でもニュースがないという状況も悪くない。世界から取り残された感じだが、一方で、何かに気をもむことなく、自分がやるべきことに集中できる。一方で雇っていた先住民への憂慮は常にあった。というのも、彼らは村に嫁・子供など家族をおいてわれわれのためにガイドとしてついてきてくれるのだ。彼らにとって村から遠いところでキャンプ生活するということは家族の消息を知りえないということになる。そこで、彼らには一定期間ごとのローテーションを決め、定期的にメンバーを交代するというシステムを確立した。

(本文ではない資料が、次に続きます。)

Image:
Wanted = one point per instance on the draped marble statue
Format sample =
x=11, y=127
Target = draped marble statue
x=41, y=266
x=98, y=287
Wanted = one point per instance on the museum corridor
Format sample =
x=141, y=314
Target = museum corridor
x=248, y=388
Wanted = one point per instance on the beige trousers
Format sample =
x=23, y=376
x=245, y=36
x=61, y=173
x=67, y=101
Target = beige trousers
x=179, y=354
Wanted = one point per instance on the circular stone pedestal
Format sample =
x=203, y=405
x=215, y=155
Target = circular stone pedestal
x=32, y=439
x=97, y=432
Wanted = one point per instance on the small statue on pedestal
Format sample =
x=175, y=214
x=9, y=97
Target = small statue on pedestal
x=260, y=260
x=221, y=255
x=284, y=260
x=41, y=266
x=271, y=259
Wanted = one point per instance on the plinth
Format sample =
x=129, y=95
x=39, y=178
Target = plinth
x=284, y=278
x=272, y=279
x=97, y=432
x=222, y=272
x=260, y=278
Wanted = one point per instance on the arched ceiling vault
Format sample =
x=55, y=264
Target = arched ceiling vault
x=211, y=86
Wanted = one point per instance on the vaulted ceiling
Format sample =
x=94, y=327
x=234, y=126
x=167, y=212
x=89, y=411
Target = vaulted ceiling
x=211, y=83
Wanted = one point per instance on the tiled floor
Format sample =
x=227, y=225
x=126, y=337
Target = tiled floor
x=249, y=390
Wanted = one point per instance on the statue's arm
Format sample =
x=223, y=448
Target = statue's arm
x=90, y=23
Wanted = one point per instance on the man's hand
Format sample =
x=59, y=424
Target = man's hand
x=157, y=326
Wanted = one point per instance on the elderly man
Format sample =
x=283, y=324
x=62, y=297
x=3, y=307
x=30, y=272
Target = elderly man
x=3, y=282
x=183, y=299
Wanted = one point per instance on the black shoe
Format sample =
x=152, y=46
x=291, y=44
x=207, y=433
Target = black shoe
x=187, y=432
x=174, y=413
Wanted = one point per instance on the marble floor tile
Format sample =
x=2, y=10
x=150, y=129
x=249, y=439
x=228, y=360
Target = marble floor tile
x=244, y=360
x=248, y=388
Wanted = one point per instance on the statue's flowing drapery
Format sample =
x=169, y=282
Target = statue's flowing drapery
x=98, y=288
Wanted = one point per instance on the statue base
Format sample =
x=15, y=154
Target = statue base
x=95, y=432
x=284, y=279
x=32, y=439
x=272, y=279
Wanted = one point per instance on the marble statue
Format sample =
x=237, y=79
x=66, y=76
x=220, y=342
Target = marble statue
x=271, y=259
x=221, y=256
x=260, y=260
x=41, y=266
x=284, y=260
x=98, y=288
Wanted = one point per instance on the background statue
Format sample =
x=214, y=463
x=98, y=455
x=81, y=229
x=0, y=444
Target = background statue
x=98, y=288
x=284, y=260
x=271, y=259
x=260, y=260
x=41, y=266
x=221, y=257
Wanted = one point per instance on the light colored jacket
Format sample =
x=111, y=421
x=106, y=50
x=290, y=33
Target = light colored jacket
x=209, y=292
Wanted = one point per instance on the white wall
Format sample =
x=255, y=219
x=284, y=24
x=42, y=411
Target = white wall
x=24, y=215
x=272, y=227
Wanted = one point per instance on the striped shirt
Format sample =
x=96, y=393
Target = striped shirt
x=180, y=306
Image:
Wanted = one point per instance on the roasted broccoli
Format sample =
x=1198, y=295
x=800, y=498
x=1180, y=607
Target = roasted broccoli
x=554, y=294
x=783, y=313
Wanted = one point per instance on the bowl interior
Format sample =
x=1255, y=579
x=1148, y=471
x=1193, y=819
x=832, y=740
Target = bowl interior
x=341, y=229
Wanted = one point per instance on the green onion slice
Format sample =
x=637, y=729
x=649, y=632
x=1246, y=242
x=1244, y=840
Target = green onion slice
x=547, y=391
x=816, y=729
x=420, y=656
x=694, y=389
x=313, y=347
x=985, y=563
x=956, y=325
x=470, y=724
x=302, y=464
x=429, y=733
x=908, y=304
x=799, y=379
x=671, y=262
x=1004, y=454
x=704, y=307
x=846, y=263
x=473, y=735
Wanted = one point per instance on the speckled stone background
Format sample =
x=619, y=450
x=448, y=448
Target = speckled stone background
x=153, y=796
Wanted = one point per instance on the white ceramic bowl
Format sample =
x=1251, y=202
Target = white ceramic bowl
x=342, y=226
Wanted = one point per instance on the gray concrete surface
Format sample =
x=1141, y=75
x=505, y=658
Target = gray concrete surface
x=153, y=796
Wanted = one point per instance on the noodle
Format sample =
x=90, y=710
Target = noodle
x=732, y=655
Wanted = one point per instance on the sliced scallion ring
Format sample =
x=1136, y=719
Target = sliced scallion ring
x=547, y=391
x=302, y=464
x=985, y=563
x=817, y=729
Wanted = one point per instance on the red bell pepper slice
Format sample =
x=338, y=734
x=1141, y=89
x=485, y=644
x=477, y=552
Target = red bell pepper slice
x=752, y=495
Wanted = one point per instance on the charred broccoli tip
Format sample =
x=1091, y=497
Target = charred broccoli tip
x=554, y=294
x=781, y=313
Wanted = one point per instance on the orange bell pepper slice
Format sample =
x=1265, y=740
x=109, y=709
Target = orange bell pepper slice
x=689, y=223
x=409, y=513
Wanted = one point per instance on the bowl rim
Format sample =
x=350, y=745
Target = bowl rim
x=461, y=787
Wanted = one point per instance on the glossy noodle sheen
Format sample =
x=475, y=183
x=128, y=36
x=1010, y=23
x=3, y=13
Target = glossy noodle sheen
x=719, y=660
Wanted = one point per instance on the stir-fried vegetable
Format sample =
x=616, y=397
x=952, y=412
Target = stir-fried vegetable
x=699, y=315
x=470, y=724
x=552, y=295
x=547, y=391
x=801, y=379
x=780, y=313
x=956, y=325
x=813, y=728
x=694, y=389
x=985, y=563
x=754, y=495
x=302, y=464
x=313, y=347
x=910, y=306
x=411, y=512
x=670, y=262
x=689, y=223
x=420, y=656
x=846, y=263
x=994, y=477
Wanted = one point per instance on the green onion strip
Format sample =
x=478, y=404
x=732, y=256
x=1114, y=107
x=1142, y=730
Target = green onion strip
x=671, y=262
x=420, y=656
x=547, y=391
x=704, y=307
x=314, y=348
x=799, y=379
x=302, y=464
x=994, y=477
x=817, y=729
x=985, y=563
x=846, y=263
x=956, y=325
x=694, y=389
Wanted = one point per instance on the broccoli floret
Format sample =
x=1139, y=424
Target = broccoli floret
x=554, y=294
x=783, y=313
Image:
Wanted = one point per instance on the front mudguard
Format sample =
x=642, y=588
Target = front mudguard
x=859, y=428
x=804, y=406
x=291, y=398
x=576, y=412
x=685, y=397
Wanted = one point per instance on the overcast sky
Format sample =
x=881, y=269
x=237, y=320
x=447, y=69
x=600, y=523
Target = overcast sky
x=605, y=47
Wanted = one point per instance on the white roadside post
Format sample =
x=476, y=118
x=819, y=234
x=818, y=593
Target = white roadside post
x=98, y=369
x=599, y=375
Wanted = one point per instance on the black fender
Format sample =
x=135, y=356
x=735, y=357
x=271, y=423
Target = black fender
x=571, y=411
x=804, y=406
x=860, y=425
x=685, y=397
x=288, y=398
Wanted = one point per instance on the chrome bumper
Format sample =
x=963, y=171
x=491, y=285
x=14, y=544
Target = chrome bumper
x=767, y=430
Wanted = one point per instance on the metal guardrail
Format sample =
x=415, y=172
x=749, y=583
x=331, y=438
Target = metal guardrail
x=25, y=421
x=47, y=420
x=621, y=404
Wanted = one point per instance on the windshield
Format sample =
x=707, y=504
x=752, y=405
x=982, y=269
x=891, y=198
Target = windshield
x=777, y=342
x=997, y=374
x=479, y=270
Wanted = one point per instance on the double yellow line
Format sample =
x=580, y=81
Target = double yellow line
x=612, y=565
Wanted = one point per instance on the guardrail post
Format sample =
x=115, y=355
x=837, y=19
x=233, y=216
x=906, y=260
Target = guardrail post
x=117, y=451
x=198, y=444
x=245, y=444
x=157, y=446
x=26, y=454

ただいつも死と隣り合わせだという覚悟はあった。身近にいる先住民たちにはそうなってほしくはなかったが、ぼく自身はそうした気持ちは常に持っていた。30kmというキャンプ地から村への距離。交通手段は徒歩しかない。しかも歩行困難な3箇所の沼地を超えなければならない。もし大けがや大病をすれば、村にすら辿り着けず死に至りかねない。よほどのときは莫大なお金をかけてヘリコプターでも呼べねばならぬだろうが、アレンジには相当数の日数はかかるであろうし、かなり非現実的な解決の選択肢であることは間違いない。

▼恋しいもの

「そんなに長くいて、日本のことや食事が恋しくなりませんか」という質問も多い。

川での水浴びも気持ちいいものだ。でもときおり学生時代から毎日のように通った京都の銭湯が恋しくなることはある。日本食では恋しくなるものはラーメンくらい。しかしそれほど渇望しているというほどのものではない。たまにスパゲッティでラーメン代わりのものを作ったことはある。日本から持ち込むものは、梅干、乾燥わかめ、乾燥味噌、醤油くらい。お酒については、のどがカラカラになったとき、冷たいビールはよく頭に思い描いていた。でも、それだけだ。「ないものはない」と割り切れば特に問題はない。

日常のささやかな楽しみは、寝る前の数10分小説を読むこと、そして寝ている間に何か夢を見、それをノートに書き留めること。

森での生活というのは、すぐにでも逃げ出したくなるような荒唐無稽のものではない。少なくともぼくにはそうであった。